For this round, the manuscript is going to be taxonomically focused, noting where our specimens stray from the species concept, minor notes on habitat and ecology, and a brief discussion of conservation. And a lot of new reports for the state of Washington, and a number of interesting reports and/or range extensions.

And now that I’m done spending the past two weeks doing the tedious work delineating what species are new to the state of Washington, and what species are significant range extensions – which involves scanning through text after text for each species, sometimes relying on Jason to translate some Swedish or Norwegian text, and doing nomenclasture updates on old texts and downdates (is that a word?) on newer taxa. Ugh, I wanted to run away screaming some days. And I did. But anyways, the point is that the drudgery is done for now, and the fun stuff can begin…

What does the fun stuff entail? Well, for one it involves writing the background information for the refuge. Some of my early posts on my old Turnbull Lichens Blog touch upon how the refuge was clearcut before the NWR system bought it from landowners in the 1930s.

As we all know, after a clearcut, a forest grows in relatively thick and dense – which means for lichens an increase in humidity and a decrease in direct light. But it also means an increase in fire risk.

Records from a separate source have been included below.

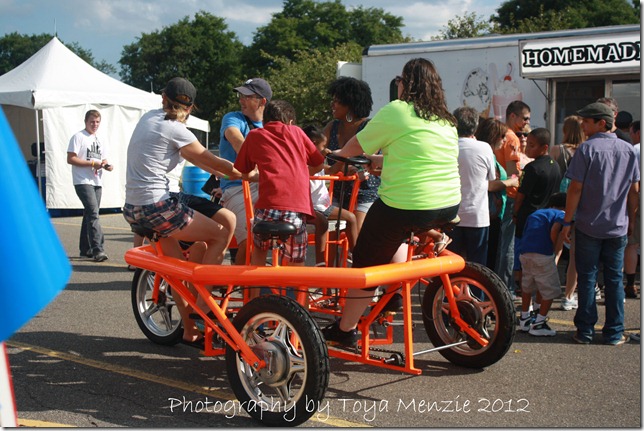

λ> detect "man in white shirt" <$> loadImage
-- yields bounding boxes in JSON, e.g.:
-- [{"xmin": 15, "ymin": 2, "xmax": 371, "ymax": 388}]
[
  {"xmin": 67, "ymin": 109, "xmax": 113, "ymax": 262},
  {"xmin": 448, "ymin": 106, "xmax": 496, "ymax": 265}
]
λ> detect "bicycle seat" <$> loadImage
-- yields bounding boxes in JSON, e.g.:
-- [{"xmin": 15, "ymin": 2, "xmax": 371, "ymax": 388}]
[
  {"xmin": 130, "ymin": 223, "xmax": 157, "ymax": 241},
  {"xmin": 253, "ymin": 221, "xmax": 297, "ymax": 241},
  {"xmin": 327, "ymin": 153, "xmax": 371, "ymax": 166}
]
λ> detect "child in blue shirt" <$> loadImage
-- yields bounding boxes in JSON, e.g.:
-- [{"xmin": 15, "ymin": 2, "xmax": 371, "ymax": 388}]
[{"xmin": 517, "ymin": 193, "xmax": 566, "ymax": 337}]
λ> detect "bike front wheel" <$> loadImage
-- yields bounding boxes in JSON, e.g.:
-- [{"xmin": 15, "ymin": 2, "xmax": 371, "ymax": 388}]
[
  {"xmin": 422, "ymin": 262, "xmax": 516, "ymax": 368},
  {"xmin": 132, "ymin": 268, "xmax": 183, "ymax": 346},
  {"xmin": 226, "ymin": 295, "xmax": 329, "ymax": 426}
]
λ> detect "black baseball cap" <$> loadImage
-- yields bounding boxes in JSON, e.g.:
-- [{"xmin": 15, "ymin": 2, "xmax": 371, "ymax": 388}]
[
  {"xmin": 577, "ymin": 102, "xmax": 615, "ymax": 128},
  {"xmin": 163, "ymin": 78, "xmax": 197, "ymax": 106},
  {"xmin": 233, "ymin": 78, "xmax": 273, "ymax": 101}
]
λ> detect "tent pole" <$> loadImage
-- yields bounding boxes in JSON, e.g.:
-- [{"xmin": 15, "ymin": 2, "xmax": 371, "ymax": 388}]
[{"xmin": 34, "ymin": 109, "xmax": 42, "ymax": 207}]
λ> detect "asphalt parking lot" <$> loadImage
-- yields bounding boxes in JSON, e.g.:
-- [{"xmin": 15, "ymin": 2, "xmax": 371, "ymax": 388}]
[{"xmin": 7, "ymin": 214, "xmax": 641, "ymax": 428}]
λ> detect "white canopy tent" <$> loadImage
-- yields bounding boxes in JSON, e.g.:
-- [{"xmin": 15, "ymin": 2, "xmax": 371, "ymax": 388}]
[{"xmin": 0, "ymin": 37, "xmax": 210, "ymax": 209}]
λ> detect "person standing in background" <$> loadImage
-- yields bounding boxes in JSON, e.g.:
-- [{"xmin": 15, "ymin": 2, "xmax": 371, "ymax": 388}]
[
  {"xmin": 562, "ymin": 102, "xmax": 640, "ymax": 346},
  {"xmin": 219, "ymin": 78, "xmax": 273, "ymax": 265},
  {"xmin": 624, "ymin": 120, "xmax": 641, "ymax": 298},
  {"xmin": 447, "ymin": 106, "xmax": 496, "ymax": 265},
  {"xmin": 494, "ymin": 100, "xmax": 530, "ymax": 294},
  {"xmin": 67, "ymin": 109, "xmax": 114, "ymax": 262}
]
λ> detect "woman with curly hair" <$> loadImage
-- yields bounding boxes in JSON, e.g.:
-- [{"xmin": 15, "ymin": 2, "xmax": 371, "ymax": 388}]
[
  {"xmin": 323, "ymin": 76, "xmax": 380, "ymax": 230},
  {"xmin": 323, "ymin": 58, "xmax": 461, "ymax": 346}
]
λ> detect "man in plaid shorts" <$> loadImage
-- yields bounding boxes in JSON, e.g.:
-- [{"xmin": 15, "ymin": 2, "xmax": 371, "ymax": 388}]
[{"xmin": 235, "ymin": 100, "xmax": 324, "ymax": 298}]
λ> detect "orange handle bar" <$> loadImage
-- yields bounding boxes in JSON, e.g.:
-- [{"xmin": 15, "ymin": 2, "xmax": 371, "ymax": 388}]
[{"xmin": 125, "ymin": 246, "xmax": 465, "ymax": 289}]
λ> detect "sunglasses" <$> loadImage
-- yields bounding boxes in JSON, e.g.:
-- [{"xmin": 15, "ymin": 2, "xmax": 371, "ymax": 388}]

Man in front of a dense forest with 1,000 trees per acre. You can see how much less light is entering the forest and discern that the humidity may be higher than in more open forests.
A photo from the newspaper Methow Grist shows a landowner standing in front of a pre-thinned forest. These habitats might host rare species of lichens and fauna, but they also are a disastrous when a fire rips through – as did this past summer (2015) when the area went up like a torch for weeks and residents were evacuated. Photo credit: Karen West, Methow Grist, “Circling Back: Restoring State Land Forests” 7/18/2013

For the past decade the refuge has been thinning the forest to nurture the pre-colonial state of the ecosystem: multi-age stands in an open pine-savanna ecosystem. This strategy is totally notable and I absolutely support their restoration efforts.

The catch is that the microclimatic differences between a dense young pine forest and an older pine savanna are significant enough for some lichens that it may have caused a bit of a shift in the flora from the 1960s til now.

Is it possible that the change in microclimate might also have impacted other species like insects, invertebrates, and even birds? I gamble to say yes, but more research would need to be done to establish whether the current mosaic of patches of young pine forests is enough to sustain those species.